I'm reasonable certain a customer of ours who is using one of our netblocks is using a different reverse path to reach us. How might I figure out who is allowing them to source traffic from IPs that belong to us?
I'm reasonable certain a customer of ours who is using one of our netblocks is using a different reverse path to reach us. How might I figure out who is allowing them to source traffic from IPs that belong to us?
you are implying that they are not allowed to multi-home using the ip space you have assigned to them. good way to lose a customer. randy
Randy Bush wrote:
I'm reasonable certain a customer of ours who is using one of our netblocks is using a different reverse path to reach us. How might I figure out who is allowing them to source traffic from IPs that belong to us?
you are implying that they are not allowed to multi-home using the ip space you have assigned to them. good way to lose a customer.
randy
Does it count as multihoming when we are the only ones announcing the space?
I'm reasonable certain a customer of ours who is using one of our netblocks is using a different reverse path to reach us. How might I figure out who is allowing them to source traffic from IPs that belong to us? you are implying that they are not allowed to multi-home using the ip space you have assigned to them. good way to lose a customer. Does it count as multihoming when we are the only ones announcing the space?
almost an interesting question. but i think it is playing with words. if i understand your original statement, they are clearly attached to at least two providers. perhaps it is fear of what they, possibly mistakenly, perceive to be your policy regarding announcement of space that keeps them from announcing normally to both, or more, links? randy
On Fri, Nov 27, 2009 at 11:23 PM, Randy Bush <randy@psg.com> wrote:
perhaps it is fear of what they, possibly mistakenly, perceive to be your policy regarding announcement of space that keeps them from announcing normally to both, or more, links?
or maybe just better pricing on the other provider, and that provider offers something akin to 'no-export' (or maybe they just used no-export). -chris
I'm reasonable certain a customer of ours who is using one of our netblocks is using a different reverse path to reach us. How might I figure out who is allowing them to source traffic from IPs that belong to us? you are implying that they are not allowed to multi-home using the ip space you have assigned to them. good way to lose a customer. Does it count as multihoming when we are the only ones announcing the space?
almost an interesting question. but i think it is playing with words. if i understand your original statement, they are clearly attached to at least two providers.
perhaps it is fear of what they, possibly mistakenly, perceive to be your policy regarding announcement of space that keeps them from announcing normally to both, or more, links?
It could also be something simple like pricing. For example, in a large colo facility, you might easily find that a number of providers offer low cost transit, but not IP space. For a customer who is heavy on the outbound traffic, they might find it more affordable to buy their inbound plus IP space from you, and then dump onto Cogent or something like that for outbound. Unless your contract specifically prohibits this, you're probably not going to be able to prevent it. ... JG -- Joe Greco - sol.net Network Services - Milwaukee, WI - http://www.sol.net "We call it the 'one bite at the apple' rule.

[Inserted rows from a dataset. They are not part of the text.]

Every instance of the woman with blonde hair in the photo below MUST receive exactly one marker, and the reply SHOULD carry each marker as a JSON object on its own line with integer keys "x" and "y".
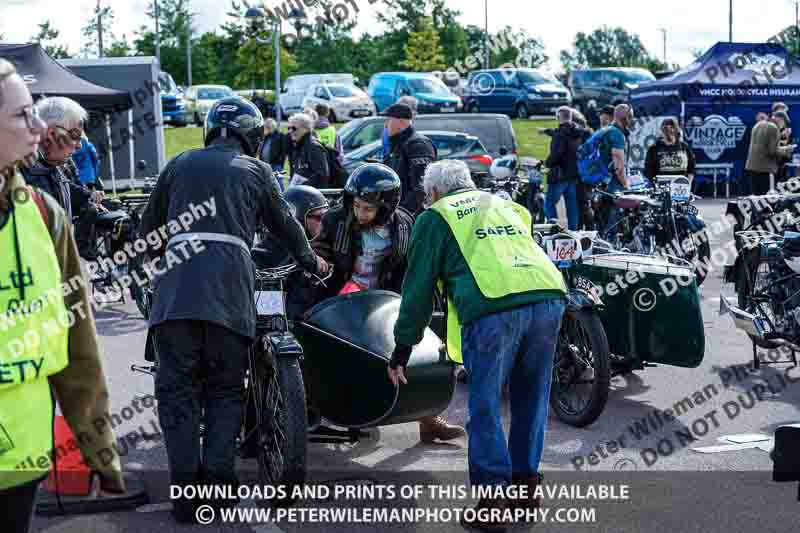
{"x": 670, "y": 155}
{"x": 48, "y": 345}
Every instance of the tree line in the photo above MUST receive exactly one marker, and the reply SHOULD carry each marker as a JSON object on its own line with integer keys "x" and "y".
{"x": 422, "y": 35}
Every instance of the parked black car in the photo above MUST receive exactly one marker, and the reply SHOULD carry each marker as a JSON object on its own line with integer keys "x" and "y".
{"x": 605, "y": 86}
{"x": 449, "y": 145}
{"x": 494, "y": 131}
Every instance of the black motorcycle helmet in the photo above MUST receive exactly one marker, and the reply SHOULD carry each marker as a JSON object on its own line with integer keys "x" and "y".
{"x": 376, "y": 184}
{"x": 302, "y": 200}
{"x": 235, "y": 117}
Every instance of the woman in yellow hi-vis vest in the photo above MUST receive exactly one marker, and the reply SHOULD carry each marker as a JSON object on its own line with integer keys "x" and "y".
{"x": 505, "y": 301}
{"x": 40, "y": 345}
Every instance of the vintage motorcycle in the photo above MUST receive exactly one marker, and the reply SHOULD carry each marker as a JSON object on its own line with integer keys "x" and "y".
{"x": 614, "y": 327}
{"x": 581, "y": 368}
{"x": 766, "y": 274}
{"x": 518, "y": 179}
{"x": 659, "y": 220}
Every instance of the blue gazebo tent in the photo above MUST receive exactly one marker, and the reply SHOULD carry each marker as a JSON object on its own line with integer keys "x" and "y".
{"x": 716, "y": 99}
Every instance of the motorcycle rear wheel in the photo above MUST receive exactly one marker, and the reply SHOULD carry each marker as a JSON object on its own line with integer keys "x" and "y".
{"x": 582, "y": 358}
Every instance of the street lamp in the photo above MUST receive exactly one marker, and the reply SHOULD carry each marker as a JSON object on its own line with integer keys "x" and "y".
{"x": 256, "y": 13}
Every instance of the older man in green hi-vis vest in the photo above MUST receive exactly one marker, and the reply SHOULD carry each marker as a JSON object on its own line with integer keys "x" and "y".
{"x": 505, "y": 302}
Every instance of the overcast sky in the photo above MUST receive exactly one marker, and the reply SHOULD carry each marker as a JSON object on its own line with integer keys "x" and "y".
{"x": 690, "y": 24}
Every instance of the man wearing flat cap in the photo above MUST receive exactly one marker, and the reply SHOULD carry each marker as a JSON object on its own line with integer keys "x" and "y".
{"x": 409, "y": 154}
{"x": 765, "y": 154}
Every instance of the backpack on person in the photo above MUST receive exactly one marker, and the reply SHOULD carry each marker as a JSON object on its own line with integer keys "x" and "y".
{"x": 591, "y": 167}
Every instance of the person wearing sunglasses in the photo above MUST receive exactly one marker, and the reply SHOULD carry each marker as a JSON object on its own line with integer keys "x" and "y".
{"x": 64, "y": 118}
{"x": 670, "y": 155}
{"x": 308, "y": 161}
{"x": 39, "y": 255}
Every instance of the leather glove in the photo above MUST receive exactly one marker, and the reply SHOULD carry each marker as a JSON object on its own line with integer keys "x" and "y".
{"x": 400, "y": 356}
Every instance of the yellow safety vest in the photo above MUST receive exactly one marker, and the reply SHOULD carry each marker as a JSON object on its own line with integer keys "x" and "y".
{"x": 494, "y": 235}
{"x": 33, "y": 344}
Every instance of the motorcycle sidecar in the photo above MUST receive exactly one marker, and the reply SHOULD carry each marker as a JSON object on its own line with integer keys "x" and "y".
{"x": 348, "y": 341}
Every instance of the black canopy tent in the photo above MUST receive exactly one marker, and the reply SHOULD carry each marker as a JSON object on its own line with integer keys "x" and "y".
{"x": 46, "y": 77}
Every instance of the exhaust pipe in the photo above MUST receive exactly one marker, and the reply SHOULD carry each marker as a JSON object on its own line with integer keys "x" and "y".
{"x": 743, "y": 320}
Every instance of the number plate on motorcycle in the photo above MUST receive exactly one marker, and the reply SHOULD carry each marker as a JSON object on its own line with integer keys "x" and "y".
{"x": 269, "y": 303}
{"x": 563, "y": 251}
{"x": 680, "y": 189}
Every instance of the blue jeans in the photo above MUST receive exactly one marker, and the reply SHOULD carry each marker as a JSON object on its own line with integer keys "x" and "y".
{"x": 517, "y": 346}
{"x": 554, "y": 193}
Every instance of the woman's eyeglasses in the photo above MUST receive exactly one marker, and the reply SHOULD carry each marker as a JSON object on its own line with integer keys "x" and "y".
{"x": 30, "y": 114}
{"x": 75, "y": 134}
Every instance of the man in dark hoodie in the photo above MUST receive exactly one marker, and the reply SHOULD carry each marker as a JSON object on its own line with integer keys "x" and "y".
{"x": 669, "y": 156}
{"x": 563, "y": 164}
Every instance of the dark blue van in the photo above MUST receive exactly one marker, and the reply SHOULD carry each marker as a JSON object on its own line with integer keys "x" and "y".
{"x": 431, "y": 93}
{"x": 519, "y": 92}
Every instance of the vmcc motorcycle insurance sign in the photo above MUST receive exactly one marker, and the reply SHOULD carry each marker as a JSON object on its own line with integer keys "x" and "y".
{"x": 714, "y": 134}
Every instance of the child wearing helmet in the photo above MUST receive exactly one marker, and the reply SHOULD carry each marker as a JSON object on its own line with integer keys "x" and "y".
{"x": 367, "y": 236}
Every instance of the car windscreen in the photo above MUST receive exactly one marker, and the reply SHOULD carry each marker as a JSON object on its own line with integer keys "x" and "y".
{"x": 429, "y": 85}
{"x": 343, "y": 91}
{"x": 213, "y": 94}
{"x": 492, "y": 132}
{"x": 447, "y": 146}
{"x": 534, "y": 78}
{"x": 365, "y": 151}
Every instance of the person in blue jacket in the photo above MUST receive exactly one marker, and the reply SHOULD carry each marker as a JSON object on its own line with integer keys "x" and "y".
{"x": 85, "y": 158}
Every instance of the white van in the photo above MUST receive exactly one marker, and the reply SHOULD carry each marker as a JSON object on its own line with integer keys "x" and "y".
{"x": 295, "y": 88}
{"x": 345, "y": 101}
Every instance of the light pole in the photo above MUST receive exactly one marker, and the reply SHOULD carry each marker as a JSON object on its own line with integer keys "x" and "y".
{"x": 486, "y": 33}
{"x": 158, "y": 33}
{"x": 255, "y": 13}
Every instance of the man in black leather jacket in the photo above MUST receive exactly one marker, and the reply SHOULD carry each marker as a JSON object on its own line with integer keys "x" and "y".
{"x": 203, "y": 316}
{"x": 409, "y": 155}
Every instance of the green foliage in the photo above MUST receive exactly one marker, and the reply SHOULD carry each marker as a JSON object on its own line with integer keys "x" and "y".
{"x": 609, "y": 47}
{"x": 91, "y": 45}
{"x": 423, "y": 51}
{"x": 256, "y": 62}
{"x": 46, "y": 37}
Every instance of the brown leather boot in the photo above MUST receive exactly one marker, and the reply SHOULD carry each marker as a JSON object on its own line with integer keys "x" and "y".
{"x": 436, "y": 427}
{"x": 485, "y": 517}
{"x": 532, "y": 502}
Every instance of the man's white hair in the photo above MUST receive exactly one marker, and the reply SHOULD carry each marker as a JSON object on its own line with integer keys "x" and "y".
{"x": 303, "y": 120}
{"x": 311, "y": 113}
{"x": 61, "y": 111}
{"x": 446, "y": 176}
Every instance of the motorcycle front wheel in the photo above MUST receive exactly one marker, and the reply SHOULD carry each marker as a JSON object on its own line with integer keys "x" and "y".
{"x": 282, "y": 425}
{"x": 581, "y": 369}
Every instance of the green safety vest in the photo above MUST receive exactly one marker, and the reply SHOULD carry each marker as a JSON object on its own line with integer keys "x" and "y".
{"x": 327, "y": 136}
{"x": 33, "y": 345}
{"x": 494, "y": 235}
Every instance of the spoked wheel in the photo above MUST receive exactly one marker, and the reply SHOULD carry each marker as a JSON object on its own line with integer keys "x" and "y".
{"x": 281, "y": 423}
{"x": 581, "y": 370}
{"x": 760, "y": 306}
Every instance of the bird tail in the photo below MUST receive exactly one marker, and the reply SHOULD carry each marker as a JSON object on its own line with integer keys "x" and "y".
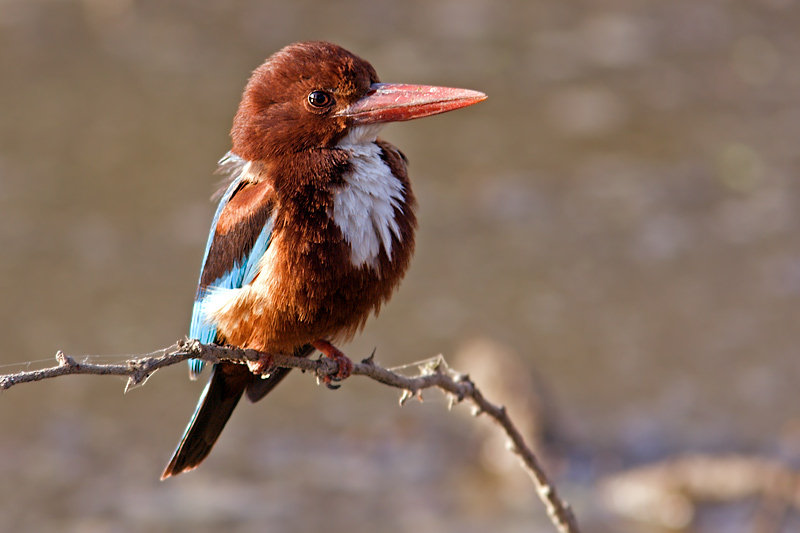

Give me one chance [and] then I won't contact you again." - Direct Marketing Ass'n position on e-mail spam(CNN) With 24 million small businesses in the US alone, that's way too many apples.
On Sat, Nov 28, 2009 at 09:41:09AM -0600, Joe Greco wrote: [attributions lost]
I'm reasonable certain a customer of ours who is using one of our netblocks is using a different reverse path to reach us. How might I figure out who is allowing them to source traffic from IPs that belong to us? you are implying that they are not allowed to multi-home using the ip space you have assigned to them. good way to lose a customer. Does it count as multihoming when we are the only ones announcing the space?
almost an interesting question. but i think it is playing with words. if i understand your original statement, they are clearly attached to at least two providers.
perhaps it is fear of what they, possibly mistakenly, perceive to be your policy regarding announcement of space that keeps them from announcing normally to both, or more, links?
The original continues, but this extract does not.